The VanEck Avalanche ETF (VAVX) officially began trading on NASDAQ on January 26, 2026, marking the first U.S.-listed spot ETF dedicated to Avalanche’s native token, AVAX.
The launch represents a notable evolution in crypto ETFs, combining direct spot exposure with on-chain yield generation, an approach rarely seen in U.S. markets so far.
The first-ever AVAX ETF is now tradable on @Nasdaq.
Introducing $VAVX from @vaneck_us. pic.twitter.com/CwfzDTefaL
— Avalanche🔺 (@avax) January 26, 2026
What Makes VAVX Different
Unlike traditional spot crypto ETFs that simply hold the underlying asset, VAVX is structured to actively stake a significant portion of its AVAX holdings. According to VanEck, up to 70% of the fund’s AVAX may be staked, with staking rewards passed through to shareholders after fees.
This design allows investors to gain:
- Direct spot exposure to AVAX price movements
- Ongoing yield derived from Avalanche’s proof-of-stake network
- A simplified structure that avoids direct wallet management or validator operations
In effect, VAVX blends elements of a spot ETF with income-style characteristics more commonly associated with covered-call or yield-enhanced products.

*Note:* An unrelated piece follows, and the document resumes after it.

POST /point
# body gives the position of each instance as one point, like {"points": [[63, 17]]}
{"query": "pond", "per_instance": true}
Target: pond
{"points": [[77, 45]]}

Aggressive Fee Incentives at Launch
To support early adoption, VanEck has implemented a temporary sponsor fee waiver:
- 0% sponsor fee on the first $500 million in assets, or
- Until February 28, 2026, whichever comes first
Once the waiver expires, the ETF will carry a 0.20% annual sponsor fee, placing it competitively among digital asset ETFs while accounting for the added operational complexity of staking.
Liquidity and Market Structure
VanEck has appointed Flow Traders as the ETF’s primary market maker, a move aimed at ensuring tight spreads and reliable liquidity from day one. This is particularly important for a staking-enabled spot ETF, where underlying asset movements and reward mechanics can introduce additional complexity.
Why This Matters
The launch of VAVX signals growing regulatory comfort with more sophisticated crypto ETF structures in the U.S., extending beyond simple price tracking. By combining spot exposure with native network yield, VanEck is effectively testing whether U.S. investors are ready for ETFs that mirror how digital assets actually function on-chain.
If successful, VAVX could set a precedent for future staking-enabled ETFs tied to other proof-of-stake networks, potentially reshaping how institutional capital accesses crypto returns.